3. What is the goal of your OCASCR project?
Retinal degenerative diseases have no cure at this time. Photoreceptors are terminally developed neurons, and once lost, they are not replaced. Thus, cell transplantation/stem cell-based cell replacement therapy represents a significant effort for patients who suffer from loss of photoreceptors/vision. The objective of our OCASCR project is to determine the potential of developing the adult stem cells, known as human induced pluripotent stem cells (hiPSCs), into a photoreceptor-rich cell population for cell replacement therapy. We will use a protein called COCO to promote hiPSC development. COCO is a multifunctional protein and has been shown to stimulate the development of embryonic stem cells into rod and cone photoreceptors. In our proposed project, we will use COCO combined with modulating the specific regulations of photoreceptor differentiation to promote hiPSC development into a cone- or rod-rich cell population. Completion of the proposed study will demonstrate the potential of hiPSC development into a photoreceptor-rich cell population and help establish stem cell-based cell therapy for blinding diseases of the retina.
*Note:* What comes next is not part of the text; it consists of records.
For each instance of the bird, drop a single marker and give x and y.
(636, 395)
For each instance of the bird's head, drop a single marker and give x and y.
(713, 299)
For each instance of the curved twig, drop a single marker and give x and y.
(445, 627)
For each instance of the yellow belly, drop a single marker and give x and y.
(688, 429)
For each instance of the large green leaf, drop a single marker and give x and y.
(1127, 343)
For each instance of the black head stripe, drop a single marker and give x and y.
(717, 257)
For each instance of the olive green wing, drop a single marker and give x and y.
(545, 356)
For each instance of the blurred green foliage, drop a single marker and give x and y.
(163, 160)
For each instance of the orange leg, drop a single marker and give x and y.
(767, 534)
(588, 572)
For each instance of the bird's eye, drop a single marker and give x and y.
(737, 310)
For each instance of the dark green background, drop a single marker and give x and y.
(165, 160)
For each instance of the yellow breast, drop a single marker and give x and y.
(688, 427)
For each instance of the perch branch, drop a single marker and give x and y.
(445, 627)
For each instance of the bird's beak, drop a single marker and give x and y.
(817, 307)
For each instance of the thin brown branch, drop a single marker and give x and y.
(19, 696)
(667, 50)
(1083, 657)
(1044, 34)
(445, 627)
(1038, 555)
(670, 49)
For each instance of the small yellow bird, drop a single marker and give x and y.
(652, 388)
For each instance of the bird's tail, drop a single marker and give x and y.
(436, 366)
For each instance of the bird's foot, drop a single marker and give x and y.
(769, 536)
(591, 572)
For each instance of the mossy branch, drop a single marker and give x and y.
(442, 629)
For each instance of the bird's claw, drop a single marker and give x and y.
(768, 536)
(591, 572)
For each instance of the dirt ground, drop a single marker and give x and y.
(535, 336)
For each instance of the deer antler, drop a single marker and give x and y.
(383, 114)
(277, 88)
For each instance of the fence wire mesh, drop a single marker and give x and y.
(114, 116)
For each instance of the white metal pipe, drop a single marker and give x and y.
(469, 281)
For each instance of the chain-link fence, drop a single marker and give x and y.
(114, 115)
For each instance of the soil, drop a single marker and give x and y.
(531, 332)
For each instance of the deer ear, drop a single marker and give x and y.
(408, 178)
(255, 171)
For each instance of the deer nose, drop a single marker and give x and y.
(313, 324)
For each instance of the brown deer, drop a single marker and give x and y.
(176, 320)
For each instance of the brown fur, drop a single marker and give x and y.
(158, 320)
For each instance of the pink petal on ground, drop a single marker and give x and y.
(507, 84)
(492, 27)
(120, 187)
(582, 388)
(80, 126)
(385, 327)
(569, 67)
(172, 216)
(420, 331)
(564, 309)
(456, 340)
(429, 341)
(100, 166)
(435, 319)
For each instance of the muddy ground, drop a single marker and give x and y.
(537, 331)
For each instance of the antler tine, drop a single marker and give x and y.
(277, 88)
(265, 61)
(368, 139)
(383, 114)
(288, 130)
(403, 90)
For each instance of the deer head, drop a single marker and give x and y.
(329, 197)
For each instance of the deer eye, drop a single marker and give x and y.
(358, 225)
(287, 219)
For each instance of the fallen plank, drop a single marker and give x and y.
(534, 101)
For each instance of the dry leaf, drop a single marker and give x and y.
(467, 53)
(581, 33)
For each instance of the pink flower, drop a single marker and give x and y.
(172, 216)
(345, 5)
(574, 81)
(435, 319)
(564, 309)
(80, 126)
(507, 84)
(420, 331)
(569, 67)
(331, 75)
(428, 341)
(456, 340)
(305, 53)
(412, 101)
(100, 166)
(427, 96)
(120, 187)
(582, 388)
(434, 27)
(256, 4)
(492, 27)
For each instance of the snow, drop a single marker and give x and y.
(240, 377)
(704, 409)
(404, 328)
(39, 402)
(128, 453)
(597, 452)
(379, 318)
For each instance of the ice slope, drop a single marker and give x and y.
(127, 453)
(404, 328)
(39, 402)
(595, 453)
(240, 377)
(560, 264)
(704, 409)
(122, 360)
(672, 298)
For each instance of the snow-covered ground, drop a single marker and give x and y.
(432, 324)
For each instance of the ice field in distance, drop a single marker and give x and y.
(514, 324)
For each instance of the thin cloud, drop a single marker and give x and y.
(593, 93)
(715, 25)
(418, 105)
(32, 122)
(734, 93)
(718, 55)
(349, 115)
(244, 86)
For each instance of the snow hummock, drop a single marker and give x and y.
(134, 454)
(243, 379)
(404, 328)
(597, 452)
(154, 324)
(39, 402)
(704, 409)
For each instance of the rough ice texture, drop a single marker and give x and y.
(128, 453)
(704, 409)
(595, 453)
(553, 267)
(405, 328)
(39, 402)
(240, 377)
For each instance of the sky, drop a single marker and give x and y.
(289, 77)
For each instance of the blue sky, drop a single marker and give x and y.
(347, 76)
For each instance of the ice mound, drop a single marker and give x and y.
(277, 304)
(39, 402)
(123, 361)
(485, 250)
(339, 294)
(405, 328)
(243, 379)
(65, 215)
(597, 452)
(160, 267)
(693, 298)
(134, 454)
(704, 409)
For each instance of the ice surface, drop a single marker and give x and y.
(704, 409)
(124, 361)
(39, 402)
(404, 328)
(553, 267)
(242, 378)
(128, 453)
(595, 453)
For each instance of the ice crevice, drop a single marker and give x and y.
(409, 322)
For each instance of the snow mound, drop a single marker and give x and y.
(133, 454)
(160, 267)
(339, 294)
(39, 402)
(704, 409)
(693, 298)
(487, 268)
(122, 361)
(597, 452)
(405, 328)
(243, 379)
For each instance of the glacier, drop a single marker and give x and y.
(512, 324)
4. How might your research impact diseases related to obesity or smoking?
Smoking is a well-known risk factor for age-related macular degeneration, whereas diabetic retinopathy is one of the common complications from diabetes/obesity. In age-related macular degeneration and diabetic retinopathy, rods and cones undergo progressive death/degeneration over time, leading to loss of vision/blindness. Our research aimed at establishing cell replacement therapy for retinal/photoreceptor degeneration will have significant impact on the management of age-related macular degeneration and diabetic retinopathy. If cell replacement therapy can provide even a small population of functional cones/rods and some vision restoration, the outcome will be significant and could help patients with age-related macular degeneration and diabetic retinopathy maintain their quality of life and independence.
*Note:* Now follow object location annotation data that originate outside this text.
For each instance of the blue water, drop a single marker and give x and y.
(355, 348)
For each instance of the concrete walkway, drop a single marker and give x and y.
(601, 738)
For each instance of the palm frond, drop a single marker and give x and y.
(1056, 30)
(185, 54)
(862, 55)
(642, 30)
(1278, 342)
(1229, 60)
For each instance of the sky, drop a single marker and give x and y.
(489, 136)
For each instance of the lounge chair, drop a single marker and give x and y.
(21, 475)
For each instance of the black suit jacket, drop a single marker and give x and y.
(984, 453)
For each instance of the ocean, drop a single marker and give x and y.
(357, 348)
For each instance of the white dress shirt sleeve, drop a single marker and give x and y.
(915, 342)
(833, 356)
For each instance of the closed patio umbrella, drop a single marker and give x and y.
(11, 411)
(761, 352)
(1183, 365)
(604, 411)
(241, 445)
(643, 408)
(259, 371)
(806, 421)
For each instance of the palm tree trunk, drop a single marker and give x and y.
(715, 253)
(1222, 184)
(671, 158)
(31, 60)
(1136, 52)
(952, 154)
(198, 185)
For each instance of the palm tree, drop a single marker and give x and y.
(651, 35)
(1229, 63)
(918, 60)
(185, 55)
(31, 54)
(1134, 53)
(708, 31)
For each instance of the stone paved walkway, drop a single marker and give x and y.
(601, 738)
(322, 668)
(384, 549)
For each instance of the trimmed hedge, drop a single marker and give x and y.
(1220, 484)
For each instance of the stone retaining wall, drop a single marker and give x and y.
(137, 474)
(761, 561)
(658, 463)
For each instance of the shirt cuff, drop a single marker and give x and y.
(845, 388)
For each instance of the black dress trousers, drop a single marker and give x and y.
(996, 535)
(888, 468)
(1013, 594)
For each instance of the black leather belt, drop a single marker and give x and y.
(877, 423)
5. What’s your most critical piece of research equipment in your lab? Why?
The most critical piece of research equipment in my laboratory is the thermal cycler/PCR machine. With this equipment, we can run many different types of experiments/assays. These include genotyping PCR to determine the genetic background of our experimental animals and verify gene editing, qRT-PCR to analyze gene expression at mRNA levels, and mutagenesis PCR for molecular cloning. It can also be used conveniently as a temperature-controlled incubator for reverse transcription reactions.
6. What’s your favorite scientific meeting to attend? Why?
The International Symposium on Retinal Degeneration is my favorite scientific meeting to attend. This 4-day meeting is held every other year and usually attracts about 200 attendees/scientists specialized in retinal degeneration research. The meeting is held in a hotel that can accommodate meeting space, lodging, and meals for all attendees so that scientists have plenty of opportunities to interact. The meeting has platform presentations and poster presentations. The platform presentation includes keynote lectures, regular podium presentations, and travel awardee/young scientist presentations. The post-presentation is usually held in the evening combined with happy hours. With these activities and convenient accommodations, scientists from all over the world have opportunities to network, optimize their research direction/focus, establish collaborations, and improve their problem-solving skills.